Japonlar bir yandan Burma üzerinden Hindistan’a ilerlerken diğer yandan da Endonezya’yı işgale başlamışlar ve müttefiklerin toparlayabildikleri son filodaki İngiliz, Avustralya, Amerikan ve Hollanda kruvazörleri de Java Denizi muharebesinde dibi boylamıştı. Hiçbir güç Japonları yavaşlatamıyordu.
Sürekli ricat halindeki Amerikalılar, prestij için, 18 Nisan 1942 günü Hornet uçak gemisinden havalanarak Tokyo’ya bir akın yaptılar.

Beş yüz kadar Japon avcı uçağının anavatana çekilmesinin dışında, bu akın bir sonuç getirmedi; Tokyoluların çoğu bombaları duymadılar bile. Ne var ki, bu gösteriş harekâtı Japon savaş planlamasının dengelerini bozarak çok daha büyük bir etki yarattı; dikkatleri Avustralya’dan Orta Pasifik’teki Amerikan filosuna yöneltti...

1942 Mayıs’ında Japonya’nın önünde iki hedef vardı. Bunlardan birincisi, Avustralya’nın tecridini sağlamak için, Yeni Gine ile Solomon Adaları’nın işgalini tamamlamak; ikincisi ise, Pearl Harbor’da yakalayamadıkları Amerikan uçak gemilerini imha ederek gelecekteki tehditleri bertaraf etmekti.
Amerikan uçak gemilerini tuzağa düşürmenin yolu da, onlar için çok kıymetli olan Midway adasındaki üsse saldırmaktı...

Japonlar bunların her ikisini de yapacak güce sahiplerdi. Ancak Yeni Gine harekâtı sürerken anavatanlarına yeni bir akın olmaması için, Amerikan uçak gemilerinin peşine düşünce güçlerini dağıttılar ve o an için, henüz daha zayıf olan Amerikalılara, güçlerini yoğunlaştırıp büyük bir zafer kazanma fırsatı verdiler.

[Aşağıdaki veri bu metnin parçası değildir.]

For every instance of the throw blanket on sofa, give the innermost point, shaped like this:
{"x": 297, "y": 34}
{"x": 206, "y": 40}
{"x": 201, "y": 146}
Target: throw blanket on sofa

Bu bakımdan, her iki bölgedeki muharebeler birbirinden uzak dahi olsalar, aynı stratejik olayın iki parçasını teşkil ederler...

Yeni Gine’de Port Moresby’ye yönelen Japon nakliye gemilerine, biri hafif, üç uçak gemisinden oluşan bir Japon filosu refakat ediyordu. Amerikalılar ise, Port Moresby’nin düşmesi halinde, Avustralya’yı takviye etmekte büyük sıkıntı yaşayacakları için, bu gücü engellemeye kararlı olarak iki uçak gemisiyle Mercan Denizi’ne girdiler.

Tarihe Corral Sea (Mercan Denizi) adıyla geçen bu çatışma, iki filonun da birbirlerini hiç görmeden, sadece uçaklarla savaştıkları ilk muharebe olma özelliğini taşıyordu.

7-8 Mayıs tarihlerinde cereyan eden bu muharebede Japonların hafif uçak gemisi batırılırken, diğer iki uçak gemisi yaralanarak geri döndü. Amerikalılar ise, Lexington uçak gemisini yitirirken, Yorktown uçak gemisi yaralandı.
Taktik planda Japonlar kazançlı gibi görünüyordu; ama stratejik avantaj Amerikalılarda idi. Çünkü Japonlar Port Moresby harekâtından vazgeçtiler.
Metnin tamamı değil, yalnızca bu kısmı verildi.